Minhaj Aman

Research-Lead, Dismislab
No News of Tarique-Zubaida’s Arrest Found in Al Jazeera
This article is more than 10 months old

No News of Tarique-Zubaida's Arrest Found in Al Jazeera

Minhaj Aman

Research-Lead, Dismislab

Multiple Facebook pages (1, 2), groups, and personal profiles recently shared a screenshot on June 14, claiming that Tarique Rahman, the incumbent chairman of the Bangladesh Nationalist Party (BNP), and his wife Zubaida Rahman were arrested in London for money laundering. The screenshot allegedly attributed the news to Al Jazeera, an international media outlet. However, Dismislab has verified that the screenshot is not authentic, and Al Jazeera has not published any news regarding this arrest.

Dismislab searched the Al Jazeera website extensively but found no matching news article to the screenshot’s headline or content. Using the search option on the news platform for “Tarique Rahman” a total of 31 news articles were found from 2007 to the present. However, none of these articles, including those published on or around June 14, mention the arrest of Tarique and Zubaida Rahman in London.

It is important to note that the last report from Al Jazeera regarding Tarique Rahman dates back to July 21, 2016, and it does not mention his arrest. Furthermore, Al Jazeera has not published any reports featuring the image used in the viral post.

To further confirm the accuracy of the viral claim, Dismislab conducted searches on popular search engines such as Google, Bing, and Yandex. None of these searches yielded any results, indicating that no major search engine has indexed a report of this magnitude.

Dismislab has also reached out to several individuals, including Al Jazeera’s Asia-Pacific editor, via email to gather more information. Once a response is received, it will be included in the report.

The distinct feature of this fabricated screenshot of Al Jazeera report is that its font, layout, and structure are identical to other news articles on Al Jazeera’s website. The text or description in the screenshot is not copied from any other source. Only the image has been taken from a different source, which has been published multiple times by various media outlets in Bangladesh. At first glance, the screenshot appears to be genuine.

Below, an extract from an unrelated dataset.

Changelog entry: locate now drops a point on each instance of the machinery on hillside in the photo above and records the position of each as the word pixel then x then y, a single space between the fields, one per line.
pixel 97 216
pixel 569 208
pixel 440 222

However, a web developer visited Al Jazeera’s website and within just 10 minutes manipulated the source code to create this deceptive news report, including the journalist’s name and picture, as shown below.

Slide right and left to see the real and edited news article

Manipulating the source code allowed for the temporary preview of an altered version of the news article, while the original site’s content remained unchanged. It is suspected that the deceptive screenshot was captured from this temporary preview page, where the headline, image, text, and caption were all edited. A journalist then utilized an AI tool that incorporated various elements from the screenshot to generate a fabricated report with a misleading headline and text.

Media ethics and development expert Qurratul-Ain-Tahmina from Daily Prothom Alo advises caution when encountering such screenshots. She emphasizes the importance of verifying their authenticity before sharing with others, disregarding visual appearance alone. Verifying whether the screenshot corresponds to a legitimate news outlet is crucial. If not found, cross-checking with other media sources is recommended. Even if the authenticity is confirmed, it remains essential to review what other media outlets are reporting on the matter.

Fabricated news incidents have occurred in the past as well. For instance, a manipulated quote attributed to Mirza Fakhrul Islam Alamgir, the General Secretary of the Bangladesh Nationalist Party (BNP), circulated on Facebook. Additionally, false news stories were created by editing screenshots from The New York Times and BBC news reports. Such deceptive practices were previously exposed in an extensive report by Rumor Scanner.

Prior to the national election in 2018, incidents of creating fake news portals, similar to those of Prothom Alo and BBC Bangla, also took place. At that time, two individuals involved in the creation of such fabricated websites were arrested.

Similar incidents have been documented in the United States, including the dissemination of fabricated news articles opposing Hillary Clinton by a fake news publication called Denver Guardian prior to the 2016 Presidential election.